Alors que les quatre plus grand pays de l’Union – l’Allemagne, la France, l’Italie et le Royaume-Uni – devraient annoncer leur reconnaissance du Kosovo directement après la réunion, au moins six autres pays, notamment Chypre, la Roumanie, la Slovaquie, l’Espagne et la Grèce, insistent pour ne pas soutenir cette décision unilatérale de séparation de la province serbe.
L’initiative, annoncée le 17 février par le Premier ministre du Kosovo Hashim Thaçi, a été immédiatement qualifiée d’acte illégal par la Serbie, suscitant la crainte que les violences survenues lors de l’effondrement de la Yougoslavie il y a dix ans ne se répètent et obligent l’UE à parvenir à une position commune afin de garantir la stabilité de la région.
La Slovénie, actuellement à la présidence de l’UE, a déclaré que les ministres des Affaires étrangères ne pouvaient que « prendre note » de cette décision et tenter d’assurer un avenir au sein de l’UE au Kosovo et à la Serbie.
Cependant, il pourrait s’avérer difficile de parvenir à un consensus sur la formulation exacte de cette position commune, dans la mesure où plusieurs Etats membres européens craignent que la séparation du Kosovo n’alimente les mouvements séparatistes dans leur propre pays.
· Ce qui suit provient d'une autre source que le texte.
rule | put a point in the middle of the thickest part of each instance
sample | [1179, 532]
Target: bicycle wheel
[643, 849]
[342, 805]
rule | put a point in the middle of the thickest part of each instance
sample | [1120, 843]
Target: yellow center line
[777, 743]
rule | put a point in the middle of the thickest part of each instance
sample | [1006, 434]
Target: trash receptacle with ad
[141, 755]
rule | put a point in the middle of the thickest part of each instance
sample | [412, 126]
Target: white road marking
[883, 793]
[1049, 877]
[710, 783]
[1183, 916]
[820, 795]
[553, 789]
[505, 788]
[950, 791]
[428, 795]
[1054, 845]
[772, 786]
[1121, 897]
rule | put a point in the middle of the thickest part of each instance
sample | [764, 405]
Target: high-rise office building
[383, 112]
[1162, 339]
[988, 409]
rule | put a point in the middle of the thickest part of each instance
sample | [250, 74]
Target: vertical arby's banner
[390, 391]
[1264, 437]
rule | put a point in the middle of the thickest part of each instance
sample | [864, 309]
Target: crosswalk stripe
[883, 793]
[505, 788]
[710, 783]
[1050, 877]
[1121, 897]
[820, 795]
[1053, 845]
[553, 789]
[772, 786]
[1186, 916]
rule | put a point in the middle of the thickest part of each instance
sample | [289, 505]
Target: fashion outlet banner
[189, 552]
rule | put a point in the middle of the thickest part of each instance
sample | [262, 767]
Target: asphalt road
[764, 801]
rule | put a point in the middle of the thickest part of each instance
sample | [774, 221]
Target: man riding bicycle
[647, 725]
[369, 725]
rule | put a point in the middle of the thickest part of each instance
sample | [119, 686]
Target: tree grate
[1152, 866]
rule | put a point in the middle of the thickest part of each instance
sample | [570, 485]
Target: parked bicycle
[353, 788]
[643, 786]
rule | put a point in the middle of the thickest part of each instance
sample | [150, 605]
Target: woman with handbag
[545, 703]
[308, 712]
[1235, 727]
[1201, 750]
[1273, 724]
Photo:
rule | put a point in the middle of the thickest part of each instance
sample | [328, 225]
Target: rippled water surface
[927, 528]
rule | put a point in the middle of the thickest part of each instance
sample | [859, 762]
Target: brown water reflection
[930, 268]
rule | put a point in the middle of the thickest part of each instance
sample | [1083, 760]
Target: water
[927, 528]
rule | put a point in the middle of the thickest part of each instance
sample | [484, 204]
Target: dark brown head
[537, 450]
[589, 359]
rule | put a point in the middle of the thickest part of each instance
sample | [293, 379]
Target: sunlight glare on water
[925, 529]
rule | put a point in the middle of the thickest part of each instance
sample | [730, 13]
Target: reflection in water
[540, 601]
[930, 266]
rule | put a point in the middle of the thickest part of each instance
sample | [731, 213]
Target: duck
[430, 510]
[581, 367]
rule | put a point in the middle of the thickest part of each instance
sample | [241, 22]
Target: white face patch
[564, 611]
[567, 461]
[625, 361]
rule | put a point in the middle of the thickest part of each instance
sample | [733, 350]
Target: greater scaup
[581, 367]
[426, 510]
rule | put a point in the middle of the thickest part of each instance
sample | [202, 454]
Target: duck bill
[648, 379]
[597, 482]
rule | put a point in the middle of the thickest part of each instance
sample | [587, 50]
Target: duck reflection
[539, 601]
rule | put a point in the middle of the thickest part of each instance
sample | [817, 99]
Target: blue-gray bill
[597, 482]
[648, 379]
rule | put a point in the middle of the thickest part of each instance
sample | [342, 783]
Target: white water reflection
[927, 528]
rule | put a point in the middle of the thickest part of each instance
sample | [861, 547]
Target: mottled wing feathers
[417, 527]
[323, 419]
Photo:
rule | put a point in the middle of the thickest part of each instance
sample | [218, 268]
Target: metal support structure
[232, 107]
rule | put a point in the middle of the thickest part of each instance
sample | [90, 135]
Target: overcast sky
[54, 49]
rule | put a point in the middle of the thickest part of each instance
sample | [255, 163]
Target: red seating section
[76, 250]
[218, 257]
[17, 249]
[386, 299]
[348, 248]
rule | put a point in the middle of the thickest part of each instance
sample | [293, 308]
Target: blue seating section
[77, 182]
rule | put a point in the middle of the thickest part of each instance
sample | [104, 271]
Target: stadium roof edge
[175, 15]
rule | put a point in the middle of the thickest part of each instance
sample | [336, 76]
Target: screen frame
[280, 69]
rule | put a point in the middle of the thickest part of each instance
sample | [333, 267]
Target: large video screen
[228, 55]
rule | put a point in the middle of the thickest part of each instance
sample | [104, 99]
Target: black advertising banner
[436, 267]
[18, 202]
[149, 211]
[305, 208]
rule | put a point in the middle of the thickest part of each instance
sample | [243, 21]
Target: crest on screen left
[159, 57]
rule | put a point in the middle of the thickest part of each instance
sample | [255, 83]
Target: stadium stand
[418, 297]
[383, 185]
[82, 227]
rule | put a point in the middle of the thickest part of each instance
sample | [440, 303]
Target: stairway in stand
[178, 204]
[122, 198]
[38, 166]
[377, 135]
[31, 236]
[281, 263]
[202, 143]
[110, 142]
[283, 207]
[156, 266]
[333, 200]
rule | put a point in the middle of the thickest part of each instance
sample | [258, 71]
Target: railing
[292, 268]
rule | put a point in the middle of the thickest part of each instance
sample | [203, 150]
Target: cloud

Chypre, théâtre d’opposition entre le sud chypriote grec reconnu par la communauté internationale et le nord chypriote turc reconnu uniquement par la Turquie, pourrait notamment compter parmi les plus difficiles à convaincre.
Le pays a déjà refusé de se prononcer en faveur de la mission de 1 800 agents de police et juges sur le territoire ethnique albanais, approuvée par les 27 Etats européens le 16 février, malgré la forte opposition de la Serbie et de son allié russe.
Avant la réunion, le ministre suédois des Affaires étrangères, Carl Bildt, espère mettre en place « une plateforme qui permettrait de rassembler quasiment tout le monde », ajoutant que son objectif, qu’il estime réalisable, est de réunir 26 Etats.